Esse trem é o mesmo que atravessa a cultura brasileira desde Villa-Lobos até Milton Nascimento: o som do deslocamento, da travessia. Mas em Lô Borges ele ganha uma nuance rara — a ternura. O deslocamento não é dor; é descoberta. O ruído dos trilhos é também canção de ninar.

Silêncio e Eternidade

O falecimento de Lô Borges encerra um ciclo simbólico. O menino da esquina volta à esquina de onde nunca saiu. No imaginário nacional, sua morte marca o instante em que o trem azul atravessa definitivamente o horizonte — não como fim, mas como passagem.

A morte, aqui, não é ausência. É eco. O que permanece é o timbre da voz, a doçura das melodias, a ideia de que a música pode ser um gesto ético de delicadeza num mundo cada vez mais ruidoso. Lô Borges nos deixa o mapa da escuta: um convite a permanecer sensível.

“Não se vive sem sonho, nem se sonha sem canção.”

Essa frase, que nunca disse literalmente, resume sua trajetória. Em cada nota, um modo de sonhar o Brasil — sem retórica, sem violência, com lirismo e coragem.
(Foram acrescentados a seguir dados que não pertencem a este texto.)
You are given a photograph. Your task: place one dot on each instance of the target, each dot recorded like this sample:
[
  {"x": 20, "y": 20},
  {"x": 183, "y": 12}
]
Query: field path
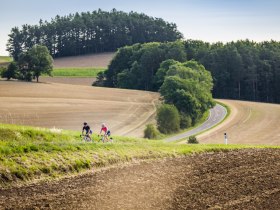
[
  {"x": 217, "y": 114},
  {"x": 248, "y": 123},
  {"x": 241, "y": 179},
  {"x": 67, "y": 106}
]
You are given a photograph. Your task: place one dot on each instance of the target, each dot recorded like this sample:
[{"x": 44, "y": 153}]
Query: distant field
[
  {"x": 77, "y": 72},
  {"x": 93, "y": 60},
  {"x": 248, "y": 123},
  {"x": 126, "y": 112}
]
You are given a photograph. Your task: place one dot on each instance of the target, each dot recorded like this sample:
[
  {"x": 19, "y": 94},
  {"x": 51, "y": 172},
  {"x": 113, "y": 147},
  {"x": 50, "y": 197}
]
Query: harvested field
[
  {"x": 67, "y": 106},
  {"x": 240, "y": 179},
  {"x": 249, "y": 123},
  {"x": 92, "y": 60},
  {"x": 85, "y": 81}
]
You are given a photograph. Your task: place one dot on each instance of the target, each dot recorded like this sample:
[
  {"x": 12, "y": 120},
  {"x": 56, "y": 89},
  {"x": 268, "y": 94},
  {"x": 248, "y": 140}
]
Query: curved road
[{"x": 217, "y": 114}]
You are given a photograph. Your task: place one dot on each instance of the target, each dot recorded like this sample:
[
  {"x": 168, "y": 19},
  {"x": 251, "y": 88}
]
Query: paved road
[{"x": 217, "y": 114}]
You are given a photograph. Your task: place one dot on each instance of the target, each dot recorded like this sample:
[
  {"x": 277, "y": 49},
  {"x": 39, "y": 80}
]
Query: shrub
[
  {"x": 168, "y": 119},
  {"x": 10, "y": 72},
  {"x": 151, "y": 132},
  {"x": 192, "y": 140},
  {"x": 186, "y": 121}
]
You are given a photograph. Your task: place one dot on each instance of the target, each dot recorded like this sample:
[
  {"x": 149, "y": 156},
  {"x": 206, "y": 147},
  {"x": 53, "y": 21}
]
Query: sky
[{"x": 207, "y": 20}]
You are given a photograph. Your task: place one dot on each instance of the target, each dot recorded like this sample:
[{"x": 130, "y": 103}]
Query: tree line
[
  {"x": 30, "y": 65},
  {"x": 90, "y": 32},
  {"x": 243, "y": 70}
]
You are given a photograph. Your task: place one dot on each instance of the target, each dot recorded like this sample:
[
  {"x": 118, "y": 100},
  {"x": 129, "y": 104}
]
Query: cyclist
[
  {"x": 107, "y": 132},
  {"x": 86, "y": 129}
]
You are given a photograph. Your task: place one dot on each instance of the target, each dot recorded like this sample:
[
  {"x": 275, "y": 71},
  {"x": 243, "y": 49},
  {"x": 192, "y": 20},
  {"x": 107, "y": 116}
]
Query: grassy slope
[
  {"x": 77, "y": 72},
  {"x": 28, "y": 153}
]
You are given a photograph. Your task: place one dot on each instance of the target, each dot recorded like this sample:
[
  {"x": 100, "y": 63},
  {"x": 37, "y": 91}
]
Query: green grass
[
  {"x": 28, "y": 153},
  {"x": 5, "y": 59},
  {"x": 76, "y": 72}
]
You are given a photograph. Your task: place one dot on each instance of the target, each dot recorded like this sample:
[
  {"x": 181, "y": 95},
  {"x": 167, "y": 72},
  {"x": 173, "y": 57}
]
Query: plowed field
[{"x": 241, "y": 179}]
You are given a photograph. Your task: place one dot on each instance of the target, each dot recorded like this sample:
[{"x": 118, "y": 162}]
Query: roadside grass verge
[
  {"x": 76, "y": 72},
  {"x": 28, "y": 154}
]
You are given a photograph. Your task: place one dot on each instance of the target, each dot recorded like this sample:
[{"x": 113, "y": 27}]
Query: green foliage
[
  {"x": 91, "y": 32},
  {"x": 10, "y": 72},
  {"x": 192, "y": 140},
  {"x": 185, "y": 121},
  {"x": 28, "y": 153},
  {"x": 243, "y": 70},
  {"x": 188, "y": 86},
  {"x": 168, "y": 119},
  {"x": 77, "y": 72},
  {"x": 5, "y": 59},
  {"x": 151, "y": 132},
  {"x": 135, "y": 67},
  {"x": 33, "y": 63}
]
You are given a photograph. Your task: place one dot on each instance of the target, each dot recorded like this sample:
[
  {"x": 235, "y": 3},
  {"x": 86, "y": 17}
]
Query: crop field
[
  {"x": 126, "y": 112},
  {"x": 248, "y": 123},
  {"x": 77, "y": 72},
  {"x": 94, "y": 60}
]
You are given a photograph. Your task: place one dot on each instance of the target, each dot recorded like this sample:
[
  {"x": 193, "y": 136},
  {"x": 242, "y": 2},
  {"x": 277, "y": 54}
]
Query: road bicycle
[
  {"x": 86, "y": 138},
  {"x": 104, "y": 139}
]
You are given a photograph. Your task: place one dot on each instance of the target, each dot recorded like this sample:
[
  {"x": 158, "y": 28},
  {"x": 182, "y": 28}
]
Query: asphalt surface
[{"x": 217, "y": 114}]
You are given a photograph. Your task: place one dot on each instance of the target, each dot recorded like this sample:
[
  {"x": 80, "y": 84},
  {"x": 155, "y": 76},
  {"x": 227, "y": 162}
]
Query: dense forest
[
  {"x": 91, "y": 32},
  {"x": 243, "y": 70}
]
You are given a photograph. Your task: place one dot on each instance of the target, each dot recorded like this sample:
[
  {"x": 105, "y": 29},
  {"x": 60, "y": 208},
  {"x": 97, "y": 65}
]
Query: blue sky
[{"x": 207, "y": 20}]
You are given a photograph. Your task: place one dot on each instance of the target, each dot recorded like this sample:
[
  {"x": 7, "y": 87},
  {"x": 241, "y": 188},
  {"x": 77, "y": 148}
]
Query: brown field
[
  {"x": 67, "y": 106},
  {"x": 241, "y": 179},
  {"x": 92, "y": 60},
  {"x": 249, "y": 123},
  {"x": 85, "y": 81}
]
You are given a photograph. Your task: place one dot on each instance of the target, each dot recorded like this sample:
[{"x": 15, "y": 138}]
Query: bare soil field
[
  {"x": 92, "y": 60},
  {"x": 126, "y": 112},
  {"x": 249, "y": 123},
  {"x": 85, "y": 81},
  {"x": 240, "y": 179}
]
Sua arte foi o antídoto contra o cinismo.

O Eco que Fica

Hoje, ao revisitar suas músicas, compreendemos que Lô Borges falava a língua do futuro: uma música que transcende categorias e fronteiras. É o mesmo espírito que faz do Clube da Esquina um símbolo de liberdade estética e humana. E é por isso que sua morte não fecha uma história; apenas a amplia.

No contexto do Mensagem e Movimento, sua trajetória nos lembra que toda obra de arte é uma forma de movimento — e toda melodia é uma mensagem que resiste ao tempo. Lô Borges foi, e será sempre, o artista que transformou o silêncio em música e a música em gesto de amor.

Três músicas para revisitar

  • O Trem Azul — a viagem interior como metáfora da vida.
  • “Um Girassol da Cor do Seu Cabelo” — o amor como luz que atravessa o tempo.
  • “Paisagem da Janela” — o olhar que aprende a ver poesia no comum.